How to extend a schema in JSON schema?

Panagiotis Panagi picture Panagiotis Panagi · Sep 29, 2018 · Viewed 8.3k times · Source

I'm using JSON schema for data modelling. I define a base Document schema, that I later use to define model schemas (e.g. Product, Category, User, etc.).

I'm doing this because I want all models to inherit certain structure/rules. For example every model instance should have certain common properties (such as, id, createdAt, updatedAt). In OOP terminology: Product extends Document and therefore it inherits its instance properties. In schemas terminology (I think) Document is a meta-schema for creating model schemas.

I've defined the Document schema as follows:

{
  "$schema": "http://json-schema.org/draft-07/schema#",
  "id": "http://example.com/schemas/document.json#",
  "title": "Document",
  "type": "object",
  "additionalProperties": false,
  "required": ["type", "name", "fields"],
  "properties": {
    "type": {
      "constant": "document"
    },
    "name": {
      "type": "string"
    },
    "title": {
      "type": "string"
    },
    "description": {
      "type": "string"
    },
    "readOnly": {
      "type": "boolean"
    },
    "properties": {
      // common properties 
      // model-specific properties
    }
  }
}
  1. How do I specify that the Document meta-schema "extends" the base JSON schema (draft-07), so that I don't have to define all the properties of the draft ($schema, id, etc.)?
  2. How do I specify that the properties of each model schema contains some common properties (id, createdAt, ...), without having to define them in each model schema definition?

Answer

Jason Desrosiers picture Jason Desrosiers · Sep 30, 2018

JSON Schema doesn't use an object oriented paradigm, so concepts like inheritance don't translate well. JSON Schema is a collection of constraints. It's subtractive rather than additive like most people are used to. This means that given an empty schema, the set of valid JSON documents is the set of all JSON documents. As you add keywords, you are subtracting from the set of valid JSON documents. Once something is removed from the set, it can't be added back in.

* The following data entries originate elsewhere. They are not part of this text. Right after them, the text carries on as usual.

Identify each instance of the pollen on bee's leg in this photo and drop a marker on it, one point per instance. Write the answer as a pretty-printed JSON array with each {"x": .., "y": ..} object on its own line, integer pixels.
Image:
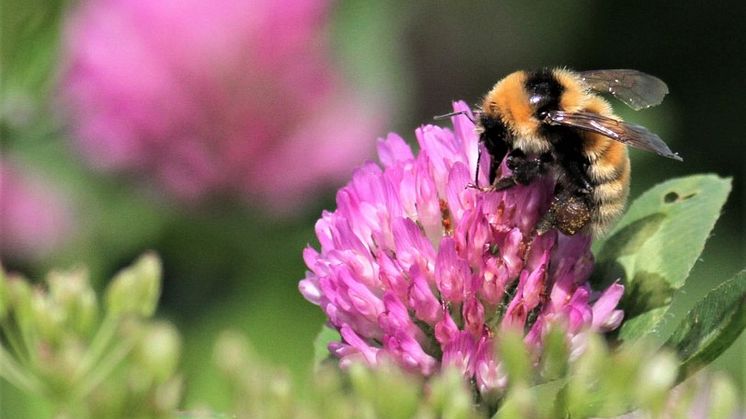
[{"x": 445, "y": 218}]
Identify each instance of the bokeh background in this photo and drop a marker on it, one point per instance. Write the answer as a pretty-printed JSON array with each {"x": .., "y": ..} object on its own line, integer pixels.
[{"x": 216, "y": 132}]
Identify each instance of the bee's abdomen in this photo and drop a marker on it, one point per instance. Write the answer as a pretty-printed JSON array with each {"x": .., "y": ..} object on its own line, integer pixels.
[{"x": 609, "y": 174}]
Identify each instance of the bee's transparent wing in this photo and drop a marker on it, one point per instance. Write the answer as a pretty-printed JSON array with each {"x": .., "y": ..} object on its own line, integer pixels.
[
  {"x": 630, "y": 134},
  {"x": 634, "y": 88}
]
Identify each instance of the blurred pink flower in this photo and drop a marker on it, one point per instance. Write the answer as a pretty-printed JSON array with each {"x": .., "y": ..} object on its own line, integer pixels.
[
  {"x": 207, "y": 97},
  {"x": 34, "y": 216},
  {"x": 418, "y": 267}
]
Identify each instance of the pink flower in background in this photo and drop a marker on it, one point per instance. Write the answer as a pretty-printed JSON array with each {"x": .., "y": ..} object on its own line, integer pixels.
[
  {"x": 418, "y": 267},
  {"x": 207, "y": 97},
  {"x": 34, "y": 216}
]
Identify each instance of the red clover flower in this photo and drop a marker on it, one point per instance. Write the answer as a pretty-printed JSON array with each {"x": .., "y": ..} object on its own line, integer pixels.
[{"x": 417, "y": 267}]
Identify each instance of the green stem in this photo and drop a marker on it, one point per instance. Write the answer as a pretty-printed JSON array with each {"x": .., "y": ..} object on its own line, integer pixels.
[
  {"x": 104, "y": 368},
  {"x": 102, "y": 339},
  {"x": 18, "y": 348},
  {"x": 17, "y": 375}
]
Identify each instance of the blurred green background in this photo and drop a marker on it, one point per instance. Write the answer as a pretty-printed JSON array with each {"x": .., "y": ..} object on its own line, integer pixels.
[{"x": 232, "y": 265}]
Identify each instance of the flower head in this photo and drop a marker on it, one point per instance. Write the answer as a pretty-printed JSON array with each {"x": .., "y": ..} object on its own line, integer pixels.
[
  {"x": 226, "y": 96},
  {"x": 418, "y": 267}
]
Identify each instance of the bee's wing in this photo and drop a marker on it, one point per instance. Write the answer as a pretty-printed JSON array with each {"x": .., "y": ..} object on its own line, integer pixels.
[
  {"x": 630, "y": 134},
  {"x": 634, "y": 88}
]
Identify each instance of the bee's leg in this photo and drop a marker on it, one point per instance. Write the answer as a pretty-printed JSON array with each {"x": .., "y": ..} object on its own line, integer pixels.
[
  {"x": 568, "y": 213},
  {"x": 523, "y": 169}
]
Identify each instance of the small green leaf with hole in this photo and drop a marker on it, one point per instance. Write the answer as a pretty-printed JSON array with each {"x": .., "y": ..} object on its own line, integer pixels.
[
  {"x": 655, "y": 246},
  {"x": 711, "y": 326}
]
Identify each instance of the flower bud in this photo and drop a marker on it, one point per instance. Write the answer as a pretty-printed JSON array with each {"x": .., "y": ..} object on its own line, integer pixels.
[
  {"x": 158, "y": 351},
  {"x": 135, "y": 290},
  {"x": 71, "y": 292}
]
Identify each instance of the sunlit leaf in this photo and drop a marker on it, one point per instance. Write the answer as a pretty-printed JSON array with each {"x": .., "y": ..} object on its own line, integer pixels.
[
  {"x": 656, "y": 244},
  {"x": 711, "y": 326}
]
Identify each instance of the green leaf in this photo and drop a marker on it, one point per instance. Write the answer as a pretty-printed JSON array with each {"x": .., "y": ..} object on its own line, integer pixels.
[
  {"x": 30, "y": 31},
  {"x": 711, "y": 326},
  {"x": 655, "y": 245},
  {"x": 320, "y": 351}
]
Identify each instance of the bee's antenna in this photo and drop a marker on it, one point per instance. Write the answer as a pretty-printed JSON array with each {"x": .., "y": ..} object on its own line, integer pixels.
[{"x": 448, "y": 115}]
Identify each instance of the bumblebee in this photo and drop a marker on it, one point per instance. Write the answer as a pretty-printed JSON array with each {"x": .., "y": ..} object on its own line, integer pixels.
[{"x": 552, "y": 121}]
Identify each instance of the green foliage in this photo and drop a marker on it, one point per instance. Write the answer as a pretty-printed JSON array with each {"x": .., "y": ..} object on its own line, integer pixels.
[
  {"x": 656, "y": 244},
  {"x": 30, "y": 33},
  {"x": 260, "y": 390},
  {"x": 83, "y": 361},
  {"x": 711, "y": 326},
  {"x": 320, "y": 344}
]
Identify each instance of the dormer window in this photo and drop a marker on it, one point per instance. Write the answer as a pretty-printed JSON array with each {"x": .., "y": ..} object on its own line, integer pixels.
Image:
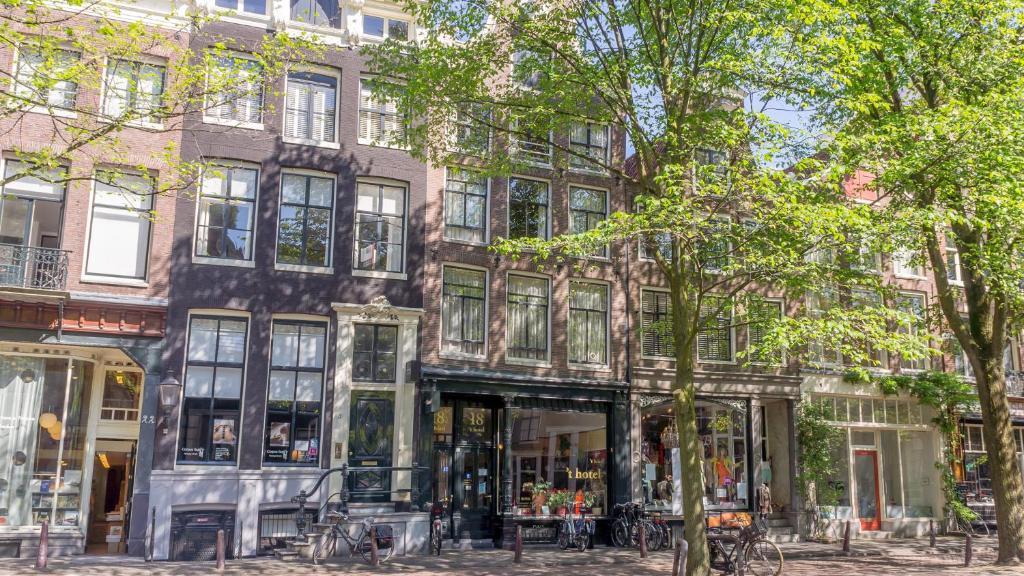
[{"x": 383, "y": 28}]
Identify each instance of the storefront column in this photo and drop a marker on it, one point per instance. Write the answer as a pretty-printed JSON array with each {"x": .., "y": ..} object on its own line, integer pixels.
[
  {"x": 622, "y": 466},
  {"x": 508, "y": 525}
]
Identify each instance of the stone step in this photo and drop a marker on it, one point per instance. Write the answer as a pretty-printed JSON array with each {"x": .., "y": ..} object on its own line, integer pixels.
[
  {"x": 875, "y": 535},
  {"x": 783, "y": 538}
]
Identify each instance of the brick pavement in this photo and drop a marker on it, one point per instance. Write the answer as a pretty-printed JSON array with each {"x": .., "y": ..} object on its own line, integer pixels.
[{"x": 902, "y": 558}]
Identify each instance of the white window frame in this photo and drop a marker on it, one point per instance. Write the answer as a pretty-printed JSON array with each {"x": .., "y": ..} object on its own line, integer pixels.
[
  {"x": 486, "y": 309},
  {"x": 208, "y": 119},
  {"x": 104, "y": 87},
  {"x": 546, "y": 363},
  {"x": 578, "y": 164},
  {"x": 251, "y": 262},
  {"x": 508, "y": 204},
  {"x": 137, "y": 282},
  {"x": 309, "y": 269},
  {"x": 592, "y": 367},
  {"x": 387, "y": 17},
  {"x": 781, "y": 316},
  {"x": 643, "y": 353},
  {"x": 486, "y": 211},
  {"x": 403, "y": 275},
  {"x": 732, "y": 338},
  {"x": 607, "y": 211},
  {"x": 336, "y": 76}
]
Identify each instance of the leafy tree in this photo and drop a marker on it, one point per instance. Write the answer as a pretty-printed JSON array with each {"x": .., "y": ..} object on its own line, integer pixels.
[
  {"x": 67, "y": 53},
  {"x": 927, "y": 96},
  {"x": 668, "y": 76}
]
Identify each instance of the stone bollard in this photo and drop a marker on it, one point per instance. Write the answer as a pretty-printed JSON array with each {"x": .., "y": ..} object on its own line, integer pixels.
[
  {"x": 220, "y": 550},
  {"x": 374, "y": 557},
  {"x": 518, "y": 545},
  {"x": 846, "y": 538},
  {"x": 44, "y": 543},
  {"x": 643, "y": 541},
  {"x": 968, "y": 551}
]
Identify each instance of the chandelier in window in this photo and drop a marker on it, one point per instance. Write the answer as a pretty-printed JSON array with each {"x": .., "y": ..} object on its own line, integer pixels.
[{"x": 670, "y": 437}]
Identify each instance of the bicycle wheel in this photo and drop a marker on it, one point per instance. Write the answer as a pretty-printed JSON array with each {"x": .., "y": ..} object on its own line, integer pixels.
[
  {"x": 620, "y": 533},
  {"x": 762, "y": 558},
  {"x": 325, "y": 546},
  {"x": 583, "y": 541},
  {"x": 563, "y": 537},
  {"x": 435, "y": 538}
]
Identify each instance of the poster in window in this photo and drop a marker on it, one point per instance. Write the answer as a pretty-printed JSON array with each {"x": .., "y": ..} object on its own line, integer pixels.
[{"x": 280, "y": 433}]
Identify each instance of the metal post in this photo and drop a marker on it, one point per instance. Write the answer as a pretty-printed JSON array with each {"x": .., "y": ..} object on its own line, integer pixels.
[
  {"x": 968, "y": 551},
  {"x": 374, "y": 558},
  {"x": 643, "y": 541},
  {"x": 846, "y": 538},
  {"x": 220, "y": 550},
  {"x": 518, "y": 544},
  {"x": 44, "y": 541},
  {"x": 153, "y": 535}
]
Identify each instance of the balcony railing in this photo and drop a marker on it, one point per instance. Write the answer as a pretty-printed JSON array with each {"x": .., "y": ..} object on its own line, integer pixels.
[{"x": 32, "y": 266}]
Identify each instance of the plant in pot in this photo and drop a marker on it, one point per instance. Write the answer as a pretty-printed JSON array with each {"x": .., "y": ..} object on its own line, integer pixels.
[
  {"x": 540, "y": 496},
  {"x": 558, "y": 500}
]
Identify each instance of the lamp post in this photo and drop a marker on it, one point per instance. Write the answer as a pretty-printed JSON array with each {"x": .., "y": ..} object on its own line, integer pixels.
[{"x": 170, "y": 393}]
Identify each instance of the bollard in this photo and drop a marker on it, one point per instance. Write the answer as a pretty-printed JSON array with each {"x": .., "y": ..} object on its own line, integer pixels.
[
  {"x": 220, "y": 550},
  {"x": 968, "y": 552},
  {"x": 846, "y": 538},
  {"x": 685, "y": 546},
  {"x": 374, "y": 558},
  {"x": 643, "y": 541},
  {"x": 518, "y": 544},
  {"x": 44, "y": 541}
]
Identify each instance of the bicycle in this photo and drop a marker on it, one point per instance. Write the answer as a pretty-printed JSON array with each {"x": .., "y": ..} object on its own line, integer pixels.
[
  {"x": 974, "y": 527},
  {"x": 328, "y": 543},
  {"x": 744, "y": 552},
  {"x": 576, "y": 532},
  {"x": 436, "y": 529}
]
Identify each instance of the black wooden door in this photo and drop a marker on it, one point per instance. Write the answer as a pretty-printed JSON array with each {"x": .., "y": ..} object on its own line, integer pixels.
[{"x": 371, "y": 433}]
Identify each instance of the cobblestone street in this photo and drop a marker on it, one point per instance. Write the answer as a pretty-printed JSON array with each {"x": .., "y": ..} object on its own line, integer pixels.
[{"x": 867, "y": 559}]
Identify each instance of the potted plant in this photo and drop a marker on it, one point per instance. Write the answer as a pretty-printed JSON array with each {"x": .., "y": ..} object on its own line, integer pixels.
[
  {"x": 558, "y": 500},
  {"x": 539, "y": 496}
]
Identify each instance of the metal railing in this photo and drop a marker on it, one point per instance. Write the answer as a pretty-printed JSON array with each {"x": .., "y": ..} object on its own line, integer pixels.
[{"x": 32, "y": 266}]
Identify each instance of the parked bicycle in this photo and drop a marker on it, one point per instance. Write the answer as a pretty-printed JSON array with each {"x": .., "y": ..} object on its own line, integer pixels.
[
  {"x": 327, "y": 545},
  {"x": 576, "y": 531},
  {"x": 436, "y": 528},
  {"x": 741, "y": 548},
  {"x": 626, "y": 528}
]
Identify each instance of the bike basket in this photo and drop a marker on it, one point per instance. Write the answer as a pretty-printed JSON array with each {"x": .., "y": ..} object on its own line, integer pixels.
[{"x": 385, "y": 535}]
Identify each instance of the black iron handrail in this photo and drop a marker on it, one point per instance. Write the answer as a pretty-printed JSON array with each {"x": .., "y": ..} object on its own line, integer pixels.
[{"x": 33, "y": 266}]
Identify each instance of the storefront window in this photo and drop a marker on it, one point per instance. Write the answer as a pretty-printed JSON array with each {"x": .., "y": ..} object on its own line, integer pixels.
[
  {"x": 559, "y": 459},
  {"x": 722, "y": 430},
  {"x": 293, "y": 407},
  {"x": 44, "y": 406}
]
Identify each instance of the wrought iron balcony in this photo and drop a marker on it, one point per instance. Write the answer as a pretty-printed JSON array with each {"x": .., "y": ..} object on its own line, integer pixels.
[{"x": 33, "y": 268}]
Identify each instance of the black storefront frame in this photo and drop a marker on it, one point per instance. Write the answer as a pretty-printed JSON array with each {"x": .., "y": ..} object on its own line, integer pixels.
[{"x": 504, "y": 395}]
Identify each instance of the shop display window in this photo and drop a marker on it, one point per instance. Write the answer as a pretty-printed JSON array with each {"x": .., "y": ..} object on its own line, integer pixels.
[
  {"x": 44, "y": 405},
  {"x": 559, "y": 461},
  {"x": 722, "y": 429}
]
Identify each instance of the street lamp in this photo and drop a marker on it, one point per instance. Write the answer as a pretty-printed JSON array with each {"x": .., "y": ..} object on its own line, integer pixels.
[{"x": 170, "y": 392}]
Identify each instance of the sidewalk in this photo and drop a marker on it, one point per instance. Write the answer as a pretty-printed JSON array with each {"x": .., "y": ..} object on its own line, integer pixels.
[{"x": 898, "y": 558}]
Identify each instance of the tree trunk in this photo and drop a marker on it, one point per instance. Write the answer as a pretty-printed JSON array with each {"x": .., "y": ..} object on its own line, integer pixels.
[
  {"x": 691, "y": 464},
  {"x": 1008, "y": 490}
]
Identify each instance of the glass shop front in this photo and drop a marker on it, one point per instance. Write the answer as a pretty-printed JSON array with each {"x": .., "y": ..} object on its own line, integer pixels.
[
  {"x": 724, "y": 432},
  {"x": 559, "y": 461},
  {"x": 44, "y": 411}
]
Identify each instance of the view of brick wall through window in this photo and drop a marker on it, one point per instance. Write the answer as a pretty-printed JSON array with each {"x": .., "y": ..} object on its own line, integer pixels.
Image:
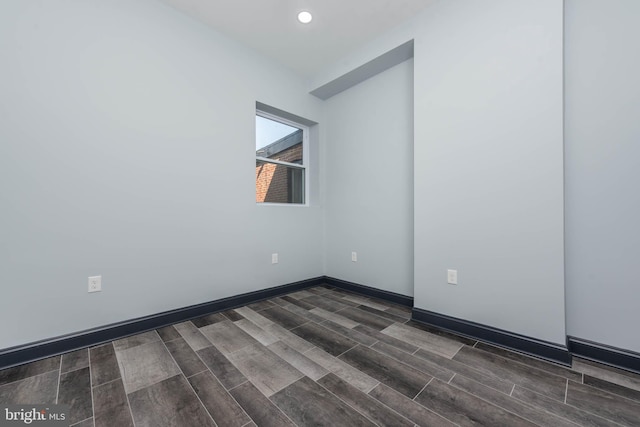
[{"x": 279, "y": 183}]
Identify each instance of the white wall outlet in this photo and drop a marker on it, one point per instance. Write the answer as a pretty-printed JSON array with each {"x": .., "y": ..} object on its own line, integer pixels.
[
  {"x": 95, "y": 283},
  {"x": 452, "y": 277}
]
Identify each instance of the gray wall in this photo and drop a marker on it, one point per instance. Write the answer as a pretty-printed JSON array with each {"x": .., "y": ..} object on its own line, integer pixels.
[
  {"x": 602, "y": 170},
  {"x": 126, "y": 150},
  {"x": 368, "y": 176},
  {"x": 489, "y": 164}
]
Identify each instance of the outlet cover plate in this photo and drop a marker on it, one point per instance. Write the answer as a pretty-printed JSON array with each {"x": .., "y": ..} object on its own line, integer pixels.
[
  {"x": 95, "y": 283},
  {"x": 452, "y": 277}
]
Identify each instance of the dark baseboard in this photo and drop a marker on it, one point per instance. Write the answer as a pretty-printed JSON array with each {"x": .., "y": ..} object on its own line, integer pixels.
[
  {"x": 534, "y": 347},
  {"x": 19, "y": 355},
  {"x": 369, "y": 291},
  {"x": 601, "y": 353}
]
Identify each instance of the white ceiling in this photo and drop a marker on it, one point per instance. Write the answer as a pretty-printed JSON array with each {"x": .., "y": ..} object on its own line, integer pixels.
[{"x": 271, "y": 27}]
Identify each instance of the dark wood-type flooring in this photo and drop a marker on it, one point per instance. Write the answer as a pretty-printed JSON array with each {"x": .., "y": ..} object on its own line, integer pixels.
[{"x": 319, "y": 357}]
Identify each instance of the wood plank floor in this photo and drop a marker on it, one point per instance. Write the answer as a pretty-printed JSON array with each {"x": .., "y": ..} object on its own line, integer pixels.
[{"x": 319, "y": 357}]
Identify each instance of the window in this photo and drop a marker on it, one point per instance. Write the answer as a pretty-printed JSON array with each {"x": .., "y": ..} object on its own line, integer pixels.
[{"x": 281, "y": 165}]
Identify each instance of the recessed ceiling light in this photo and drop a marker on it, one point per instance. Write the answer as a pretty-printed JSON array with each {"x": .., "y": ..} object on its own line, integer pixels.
[{"x": 304, "y": 17}]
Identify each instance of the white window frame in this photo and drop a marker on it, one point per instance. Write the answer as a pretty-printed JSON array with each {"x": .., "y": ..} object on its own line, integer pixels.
[{"x": 305, "y": 158}]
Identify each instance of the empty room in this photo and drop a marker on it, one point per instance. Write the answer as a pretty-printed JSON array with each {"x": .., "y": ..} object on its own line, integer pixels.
[{"x": 319, "y": 213}]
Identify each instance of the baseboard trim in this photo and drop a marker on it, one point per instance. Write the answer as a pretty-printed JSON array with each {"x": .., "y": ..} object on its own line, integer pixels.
[
  {"x": 31, "y": 352},
  {"x": 369, "y": 291},
  {"x": 608, "y": 355},
  {"x": 542, "y": 349}
]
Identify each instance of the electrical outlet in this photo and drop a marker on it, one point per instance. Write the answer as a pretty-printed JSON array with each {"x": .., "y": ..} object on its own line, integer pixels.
[
  {"x": 452, "y": 277},
  {"x": 95, "y": 283}
]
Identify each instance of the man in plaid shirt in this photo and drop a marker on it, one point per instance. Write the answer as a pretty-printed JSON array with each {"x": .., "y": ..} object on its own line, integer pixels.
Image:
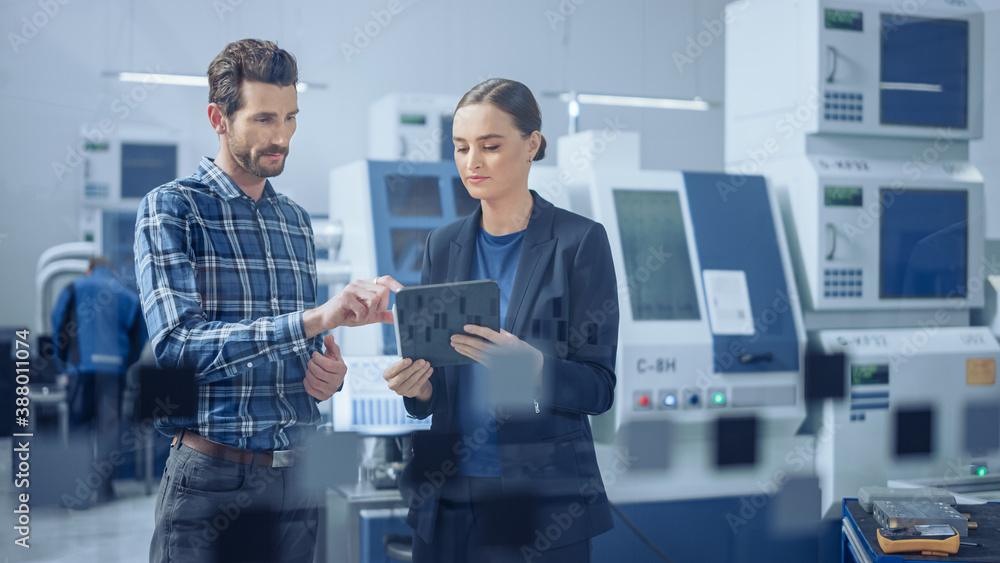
[{"x": 227, "y": 276}]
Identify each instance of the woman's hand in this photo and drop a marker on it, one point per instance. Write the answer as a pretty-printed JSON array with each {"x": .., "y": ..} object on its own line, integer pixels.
[
  {"x": 480, "y": 349},
  {"x": 410, "y": 379}
]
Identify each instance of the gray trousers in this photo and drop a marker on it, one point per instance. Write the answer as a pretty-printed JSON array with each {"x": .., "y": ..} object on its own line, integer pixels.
[{"x": 210, "y": 510}]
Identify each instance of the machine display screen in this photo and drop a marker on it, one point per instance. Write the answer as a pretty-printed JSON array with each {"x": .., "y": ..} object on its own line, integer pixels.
[
  {"x": 925, "y": 72},
  {"x": 145, "y": 167},
  {"x": 849, "y": 20},
  {"x": 657, "y": 261},
  {"x": 842, "y": 197},
  {"x": 408, "y": 248},
  {"x": 413, "y": 196},
  {"x": 923, "y": 244},
  {"x": 870, "y": 374},
  {"x": 412, "y": 119}
]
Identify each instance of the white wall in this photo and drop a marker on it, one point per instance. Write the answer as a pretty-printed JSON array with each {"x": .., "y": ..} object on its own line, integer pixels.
[{"x": 52, "y": 83}]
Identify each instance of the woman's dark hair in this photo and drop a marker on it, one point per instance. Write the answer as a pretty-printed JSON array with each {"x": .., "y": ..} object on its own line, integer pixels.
[
  {"x": 513, "y": 98},
  {"x": 248, "y": 59}
]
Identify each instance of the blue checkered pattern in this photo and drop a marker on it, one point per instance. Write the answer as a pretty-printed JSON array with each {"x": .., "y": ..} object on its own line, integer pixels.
[{"x": 223, "y": 282}]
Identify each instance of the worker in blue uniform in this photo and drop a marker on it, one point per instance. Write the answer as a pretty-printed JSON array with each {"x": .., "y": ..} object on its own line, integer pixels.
[{"x": 99, "y": 332}]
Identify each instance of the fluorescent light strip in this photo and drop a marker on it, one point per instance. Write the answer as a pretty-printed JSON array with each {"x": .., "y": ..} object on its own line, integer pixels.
[
  {"x": 912, "y": 87},
  {"x": 636, "y": 101},
  {"x": 180, "y": 79}
]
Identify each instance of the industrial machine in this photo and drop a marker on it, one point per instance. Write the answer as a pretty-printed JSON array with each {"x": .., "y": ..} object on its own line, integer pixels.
[
  {"x": 709, "y": 325},
  {"x": 861, "y": 121},
  {"x": 120, "y": 167},
  {"x": 921, "y": 404},
  {"x": 412, "y": 127}
]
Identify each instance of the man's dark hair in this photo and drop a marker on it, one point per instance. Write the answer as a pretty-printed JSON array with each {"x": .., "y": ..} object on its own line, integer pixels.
[{"x": 248, "y": 59}]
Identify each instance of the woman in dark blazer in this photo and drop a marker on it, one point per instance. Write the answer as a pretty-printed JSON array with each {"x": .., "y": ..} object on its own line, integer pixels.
[{"x": 516, "y": 481}]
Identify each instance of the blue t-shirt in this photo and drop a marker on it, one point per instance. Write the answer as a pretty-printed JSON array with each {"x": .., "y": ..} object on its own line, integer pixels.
[{"x": 496, "y": 259}]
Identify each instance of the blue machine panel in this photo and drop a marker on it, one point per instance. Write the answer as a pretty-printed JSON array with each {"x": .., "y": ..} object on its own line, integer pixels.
[
  {"x": 409, "y": 200},
  {"x": 924, "y": 244},
  {"x": 733, "y": 230},
  {"x": 145, "y": 167},
  {"x": 925, "y": 72}
]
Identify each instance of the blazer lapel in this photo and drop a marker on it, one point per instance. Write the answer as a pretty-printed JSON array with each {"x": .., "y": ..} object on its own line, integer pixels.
[
  {"x": 536, "y": 252},
  {"x": 463, "y": 248}
]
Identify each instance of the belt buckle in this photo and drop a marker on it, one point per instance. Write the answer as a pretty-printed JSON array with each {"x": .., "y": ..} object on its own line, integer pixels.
[{"x": 282, "y": 458}]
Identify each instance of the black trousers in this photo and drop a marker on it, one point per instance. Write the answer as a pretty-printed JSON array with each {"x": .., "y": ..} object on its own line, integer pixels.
[
  {"x": 468, "y": 527},
  {"x": 210, "y": 510}
]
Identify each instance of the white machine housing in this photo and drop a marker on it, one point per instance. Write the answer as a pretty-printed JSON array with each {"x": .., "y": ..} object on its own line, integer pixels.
[
  {"x": 946, "y": 369},
  {"x": 838, "y": 209},
  {"x": 675, "y": 361},
  {"x": 794, "y": 71},
  {"x": 684, "y": 347},
  {"x": 413, "y": 127}
]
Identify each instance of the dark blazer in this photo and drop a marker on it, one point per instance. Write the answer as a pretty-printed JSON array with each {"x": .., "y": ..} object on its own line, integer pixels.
[{"x": 564, "y": 302}]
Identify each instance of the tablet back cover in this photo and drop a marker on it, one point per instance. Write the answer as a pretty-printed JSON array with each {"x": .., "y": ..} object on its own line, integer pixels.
[{"x": 427, "y": 315}]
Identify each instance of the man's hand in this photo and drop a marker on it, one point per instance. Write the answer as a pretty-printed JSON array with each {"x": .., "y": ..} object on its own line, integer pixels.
[
  {"x": 410, "y": 379},
  {"x": 325, "y": 372},
  {"x": 360, "y": 303}
]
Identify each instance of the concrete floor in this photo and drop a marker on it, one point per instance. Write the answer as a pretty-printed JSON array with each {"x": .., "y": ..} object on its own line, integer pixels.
[{"x": 117, "y": 532}]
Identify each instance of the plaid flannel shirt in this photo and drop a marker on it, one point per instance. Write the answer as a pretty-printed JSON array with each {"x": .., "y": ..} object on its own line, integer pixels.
[{"x": 224, "y": 281}]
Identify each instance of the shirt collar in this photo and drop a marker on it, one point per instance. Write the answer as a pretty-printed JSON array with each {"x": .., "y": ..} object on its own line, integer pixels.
[{"x": 220, "y": 182}]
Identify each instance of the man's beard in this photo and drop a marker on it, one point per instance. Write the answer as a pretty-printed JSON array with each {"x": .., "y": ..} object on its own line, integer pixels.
[{"x": 249, "y": 159}]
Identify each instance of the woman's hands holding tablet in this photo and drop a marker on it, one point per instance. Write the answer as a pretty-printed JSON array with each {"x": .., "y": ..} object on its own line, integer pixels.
[
  {"x": 410, "y": 378},
  {"x": 479, "y": 349}
]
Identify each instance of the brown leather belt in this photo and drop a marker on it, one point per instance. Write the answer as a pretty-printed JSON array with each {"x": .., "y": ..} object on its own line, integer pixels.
[{"x": 279, "y": 458}]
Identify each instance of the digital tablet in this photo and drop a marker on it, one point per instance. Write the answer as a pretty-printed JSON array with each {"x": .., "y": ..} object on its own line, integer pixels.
[{"x": 427, "y": 315}]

Therefore, you can use composition to "extend" a schema, but you can never "override" something that another schema defines.

/schema/base

{
  "type": "object",
  "properties": {
    "foo": { "type": "string" }
    "bar": { "type": "string" }
  }
}

/schema/extended

{
  "allOf": [{ "$ref": "/schema/base" }],
  "properties": {
    "baz": { "type": "string" }
  }
}

Here we have a simple extension that works great with JSON Schema.

/schema/override

{
  "allOf": [{ "$ref": "/schema/base" }],
  "properties": {
    "bar": { "type": "integer" },
    "baz": { "type": "boolean" }
  }
}

In this example, both schemas have a /properties/bar field. If you are thinking about this in terms of inheritance, you're going to misunderstand what is happening here. In this case, both "/properties/bar" fields must be valid. There is no conflict to resolve. As the keyword says, "all of" the schemas must be valid.

Hopefully that gives you enough information to solve your problem and avoid the the most common gotcha.